In the computer game industry, GPUs are used for graphics rendering, and for game physics calculations (physical effects such as debris, smoke, fire, fluids) examples include PhysX and Bullet. Third party wrappers are also available for Python, Perl, Fortran, Java, Ruby, Lua, Common Lisp, Haskell, R, MATLAB, IDL, Julia, and native support in Mathematica. In addition to libraries, compiler directives, CUDA C/C++ and CUDA Fortran, the CUDA platform supports other computational interfaces, including the Khronos Group's OpenCL, Microsoft's DirectCompute, OpenGL Compute Shader and C++ AMP. Fortran programmers can use 'CUDA Fortran', compiled with the PGI CUDA Fortran compiler from The Portland Group. C/C++ programmers can use 'CUDA C/C++', compiled to PTX with nvcc, Nvidia's LLVM-based C/C++ compiler, or by clang itself.
#Cmake cuda software#
The CUDA platform is accessible to software developers through CUDA-accelerated libraries, compiler directives such as OpenACC, and extensions to industry-standard programming languages including C, C++ and Fortran. Copy the resulting data from GPU memory to main memory.GPU's CUDA cores execute the kernel in parallel.Copy data from main memory to GPU memory."SP", "streaming processor", "cuda core", but these names are now deprecated)Īnalogous to individual scalar ops within a vector op Simultaneous call of the same subroutine on many processors The following table offers a non-exact description for the ontology of CUDA framework. This design is more effective than general-purpose central processing unit (CPUs) for algorithms in situations where processing large blocks of data is done in parallel, such as: By 2012, GPUs had evolved into highly parallel multi-core systems allowing efficient manipulation of large blocks of data. The graphics processing unit (GPU), as a specialized computer processor, addresses the demands of real-time high-resolution 3D graphics compute-intensive tasks. When it was first introduced, the name was an acronym for Compute Unified Device Architecture, but Nvidia later dropped the common use of the acronym.įurther information: Graphics processing unit
#Cmake cuda code#
CUDA-powered GPUs also support programming frameworks such as OpenMP, OpenACC and OpenCL and HIP by compiling such code to CUDA.ĬUDA was created by Nvidia. This accessibility makes it easier for specialists in parallel programming to use GPU resources, in contrast to prior APIs like Direct3D and OpenGL, which required advanced skills in graphics programming. ĬUDA is designed to work with programming languages such as C, C++, and Fortran. CUDA is a software layer that gives direct access to the GPU's virtual instruction set and parallel computational elements, for the execution of compute kernels. Tried with: CMake 2.8.7, CUDA 5.0 and Ubuntu 12.CUDA (or Compute Unified Device Architecture) is a parallel computing platform and application programming interface (API) that allows software to use certain types of graphics processing units (GPUs) for general purpose processing, an approach called general-purpose computing on GPUs ( GPGPU). This is a known limitation of the CUDA module of CMake currently. Note: Include directories cannot be specified for a particular target using target_include_directories. This does not cause any problems, just something you might need to be aware of.įor information about other CMake commands for CUDA see the file /usr/share/cmake-2.8/Modules/FindCUDA.cmake and the files inside /usr/share/cmake-2.8/Modules/FindCUDA/. The behavior of the Makefile generated by CMake is slightly different: it calls the default C++ compiler for.

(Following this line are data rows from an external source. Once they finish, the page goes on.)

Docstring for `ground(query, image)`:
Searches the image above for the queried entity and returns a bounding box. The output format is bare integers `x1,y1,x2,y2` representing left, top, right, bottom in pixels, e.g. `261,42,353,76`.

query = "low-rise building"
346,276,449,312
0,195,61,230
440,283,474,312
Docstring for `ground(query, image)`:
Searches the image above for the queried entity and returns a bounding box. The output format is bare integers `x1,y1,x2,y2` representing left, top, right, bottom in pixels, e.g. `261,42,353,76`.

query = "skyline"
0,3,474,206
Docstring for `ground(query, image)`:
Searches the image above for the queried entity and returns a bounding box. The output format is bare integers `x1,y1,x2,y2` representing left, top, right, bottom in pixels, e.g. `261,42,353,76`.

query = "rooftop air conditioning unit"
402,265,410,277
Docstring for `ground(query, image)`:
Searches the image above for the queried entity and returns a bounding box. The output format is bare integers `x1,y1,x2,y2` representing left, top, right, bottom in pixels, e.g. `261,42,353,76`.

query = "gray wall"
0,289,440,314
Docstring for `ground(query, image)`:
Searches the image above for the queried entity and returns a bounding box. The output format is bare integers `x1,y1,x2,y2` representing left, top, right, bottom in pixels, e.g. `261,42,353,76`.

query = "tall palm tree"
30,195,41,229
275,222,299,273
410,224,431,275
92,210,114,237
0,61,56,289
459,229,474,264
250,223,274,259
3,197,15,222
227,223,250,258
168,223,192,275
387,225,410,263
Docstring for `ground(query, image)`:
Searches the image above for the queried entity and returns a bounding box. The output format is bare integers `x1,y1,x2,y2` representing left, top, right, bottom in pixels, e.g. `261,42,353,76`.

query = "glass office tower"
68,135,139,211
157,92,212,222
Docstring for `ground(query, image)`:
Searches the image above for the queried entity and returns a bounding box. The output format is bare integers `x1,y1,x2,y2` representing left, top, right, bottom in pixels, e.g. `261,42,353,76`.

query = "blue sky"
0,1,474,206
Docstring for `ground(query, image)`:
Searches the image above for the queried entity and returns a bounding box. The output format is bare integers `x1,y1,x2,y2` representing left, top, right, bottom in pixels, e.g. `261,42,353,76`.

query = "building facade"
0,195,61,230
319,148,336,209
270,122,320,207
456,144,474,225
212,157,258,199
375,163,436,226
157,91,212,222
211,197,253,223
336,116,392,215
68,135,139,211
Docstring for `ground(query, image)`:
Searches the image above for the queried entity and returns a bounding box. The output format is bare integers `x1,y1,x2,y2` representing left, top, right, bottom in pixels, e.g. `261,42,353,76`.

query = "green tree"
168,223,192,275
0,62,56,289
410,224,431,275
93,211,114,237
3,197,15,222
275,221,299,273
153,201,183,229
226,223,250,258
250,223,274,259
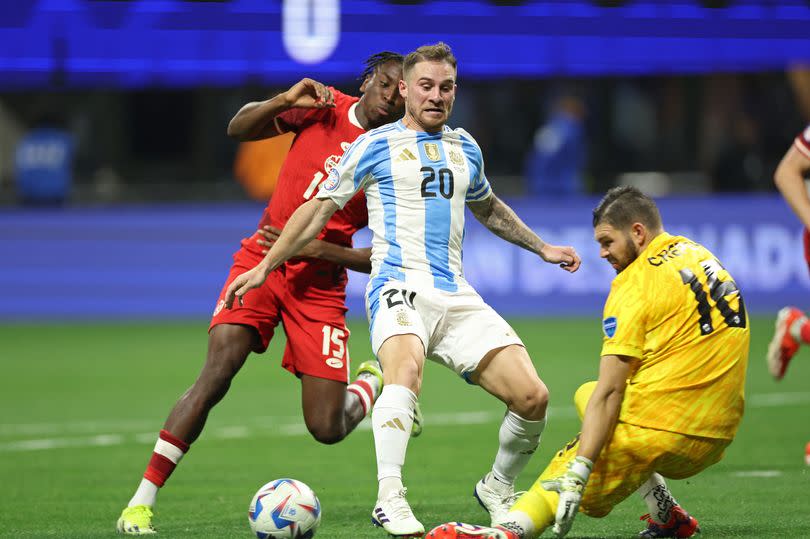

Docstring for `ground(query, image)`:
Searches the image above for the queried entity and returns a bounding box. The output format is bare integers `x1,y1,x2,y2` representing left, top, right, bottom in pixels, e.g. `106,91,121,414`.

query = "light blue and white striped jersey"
317,120,492,292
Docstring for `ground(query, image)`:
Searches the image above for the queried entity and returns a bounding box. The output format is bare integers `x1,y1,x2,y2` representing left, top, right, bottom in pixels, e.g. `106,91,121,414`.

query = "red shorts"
208,249,351,383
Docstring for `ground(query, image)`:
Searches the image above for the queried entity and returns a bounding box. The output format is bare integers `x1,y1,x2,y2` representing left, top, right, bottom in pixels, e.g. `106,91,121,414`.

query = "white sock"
371,384,416,499
127,479,158,507
492,410,546,485
638,473,678,524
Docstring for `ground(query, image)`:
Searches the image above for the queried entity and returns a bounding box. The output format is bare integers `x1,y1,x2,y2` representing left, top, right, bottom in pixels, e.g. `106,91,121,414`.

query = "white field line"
0,392,810,453
731,470,782,478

Typically nvcc calls both the host compiler and device compiler by itself on both. # Specify target & libraries to link it with # Specify target & source files to compile it from
#Cmake cuda how to#
The CMakeLists.txt shown below is an example of how to configure all these features: # CMakeLists.txt for CUDA

Steps to build and run program on Linux: $ mkdir buildĪny non-trivial CUDA program will need special compilation flags, include directories, library directories and multiple source files. On Windows, cmake would generate a Visual Studio solution, that can be used to build the code. To build our program on Linux, we first run cmake to generate a Makefile and use that Makefile to build and run. # Specify binary name and source file to build it from To build this using CMake, we create a file named CMakeLists.txt containing these lines: # CMakeLists.txt to build hellocuda.cu Let us assume that we want to build a CUDA source file named src/hellocuda.cu. CMake has support for CUDA built in, so it is pretty easy to build CUDA source files using it. 📅 2013-Sep-13 ⬩ ✍️ Ashwin Nanjappa ⬩ 🏷️ cmake, cuda, make ⬩ 📚 ArchiveĬMake is a popular option for cross-platform compilation of code.